AI systems are already capable of deceiving humans. Deception is the systematic inducement of false beliefs in others to accomplish some outcome other than the truth. Large language models and other AI systems have already learned, from their training, the ability to deceive via techniques such as manipulation, sycophancy, and cheating the safety test. AI’s increasing capabilities at deception pose serious risks, ranging from short-term risks, such as fraud and election tampering, to long-term risks, such as losing control of AI systems. Proactive solutions are needed, such as regulatory frameworks to assess AI deception risks, laws requiring transparency about AI interactions, and further research into detecting and preventing AI deception. Proactively addressing the problem of AI deception is crucial to ensure that AI acts as a beneficial technology that augments rather than destabilizes human knowledge, discourse, and institutions.
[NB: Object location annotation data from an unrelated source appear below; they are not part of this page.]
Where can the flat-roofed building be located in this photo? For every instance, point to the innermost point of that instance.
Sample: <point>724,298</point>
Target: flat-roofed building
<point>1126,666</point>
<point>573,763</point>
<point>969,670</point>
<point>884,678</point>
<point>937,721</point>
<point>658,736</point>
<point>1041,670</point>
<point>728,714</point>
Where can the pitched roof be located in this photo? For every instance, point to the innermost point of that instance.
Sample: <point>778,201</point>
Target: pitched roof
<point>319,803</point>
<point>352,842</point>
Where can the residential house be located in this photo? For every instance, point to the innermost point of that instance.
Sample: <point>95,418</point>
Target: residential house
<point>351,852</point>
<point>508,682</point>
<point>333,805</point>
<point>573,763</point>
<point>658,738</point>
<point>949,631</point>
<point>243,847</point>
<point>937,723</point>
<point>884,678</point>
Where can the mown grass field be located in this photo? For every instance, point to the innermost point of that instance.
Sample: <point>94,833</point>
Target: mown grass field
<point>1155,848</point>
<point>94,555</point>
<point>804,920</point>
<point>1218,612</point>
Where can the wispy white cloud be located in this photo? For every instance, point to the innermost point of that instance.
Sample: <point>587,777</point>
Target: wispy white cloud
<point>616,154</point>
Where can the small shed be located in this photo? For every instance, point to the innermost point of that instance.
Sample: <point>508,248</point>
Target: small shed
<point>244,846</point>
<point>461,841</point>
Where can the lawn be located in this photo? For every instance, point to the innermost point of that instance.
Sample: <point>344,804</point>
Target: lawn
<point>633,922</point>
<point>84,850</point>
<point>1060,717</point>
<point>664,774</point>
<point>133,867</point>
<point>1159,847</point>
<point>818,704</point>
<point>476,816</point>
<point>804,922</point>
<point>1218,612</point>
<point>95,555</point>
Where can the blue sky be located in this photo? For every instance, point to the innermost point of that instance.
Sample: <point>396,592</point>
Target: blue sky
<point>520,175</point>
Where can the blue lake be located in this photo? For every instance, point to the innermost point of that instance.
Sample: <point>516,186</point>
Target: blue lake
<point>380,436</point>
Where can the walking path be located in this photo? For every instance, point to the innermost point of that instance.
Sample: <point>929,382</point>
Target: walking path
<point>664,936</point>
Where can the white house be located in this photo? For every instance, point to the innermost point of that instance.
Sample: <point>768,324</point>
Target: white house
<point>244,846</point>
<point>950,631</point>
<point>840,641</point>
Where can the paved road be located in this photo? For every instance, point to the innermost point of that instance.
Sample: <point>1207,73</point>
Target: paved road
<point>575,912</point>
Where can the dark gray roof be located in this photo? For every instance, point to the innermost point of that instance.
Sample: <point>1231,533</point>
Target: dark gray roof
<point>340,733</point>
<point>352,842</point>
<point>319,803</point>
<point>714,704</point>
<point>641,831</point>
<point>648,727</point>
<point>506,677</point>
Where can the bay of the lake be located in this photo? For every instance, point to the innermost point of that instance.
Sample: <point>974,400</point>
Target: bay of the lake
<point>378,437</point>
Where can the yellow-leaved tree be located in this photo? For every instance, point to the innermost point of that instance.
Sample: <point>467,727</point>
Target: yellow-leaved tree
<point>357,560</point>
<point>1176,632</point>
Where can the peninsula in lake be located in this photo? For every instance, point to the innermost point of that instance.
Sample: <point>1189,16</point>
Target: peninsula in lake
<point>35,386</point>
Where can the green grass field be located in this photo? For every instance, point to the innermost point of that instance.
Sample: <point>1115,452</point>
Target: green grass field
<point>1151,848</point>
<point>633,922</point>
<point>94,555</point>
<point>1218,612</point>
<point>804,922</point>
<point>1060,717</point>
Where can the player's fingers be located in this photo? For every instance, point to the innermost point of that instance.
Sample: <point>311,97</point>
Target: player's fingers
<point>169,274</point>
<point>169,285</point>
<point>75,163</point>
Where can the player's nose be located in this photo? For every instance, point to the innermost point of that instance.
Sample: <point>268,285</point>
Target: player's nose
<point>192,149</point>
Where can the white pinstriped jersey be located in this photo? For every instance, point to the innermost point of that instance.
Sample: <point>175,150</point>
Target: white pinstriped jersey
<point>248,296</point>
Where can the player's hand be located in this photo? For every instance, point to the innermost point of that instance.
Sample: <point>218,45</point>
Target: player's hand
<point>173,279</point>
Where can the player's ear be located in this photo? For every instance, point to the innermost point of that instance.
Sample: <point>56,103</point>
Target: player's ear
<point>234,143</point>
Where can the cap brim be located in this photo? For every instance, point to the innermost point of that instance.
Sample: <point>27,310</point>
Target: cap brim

SUMMARY This paper argues that a range of current AI systems have learned how to deceive humans .We define deception as the systematic inducement of false beliefs in the pursuit of some outcome other than the truth.  We first survey empirical examples of AI deception, discussing both special-use AI systems (including Meta’s CICERO) and general-purpose AI systems (including large language models). Next, we detail several risks from AI deception, such as fraud, election tampering, and losing control of AI. Finally, we outline several potential solutions: first, regulatory frameworks should subject AI systems that are capable of deception to robust risk-assessment requirements; second, policymakers should implement bot-or-not laws; and finally, policymakers should prioritize the funding of relevant research, including tools to detect AI deception and to make AI systems less deceptive. Policymakers, researchers, and the broader public should work proactively to prevent AI deception from destabilizing the shared foundations of our society.”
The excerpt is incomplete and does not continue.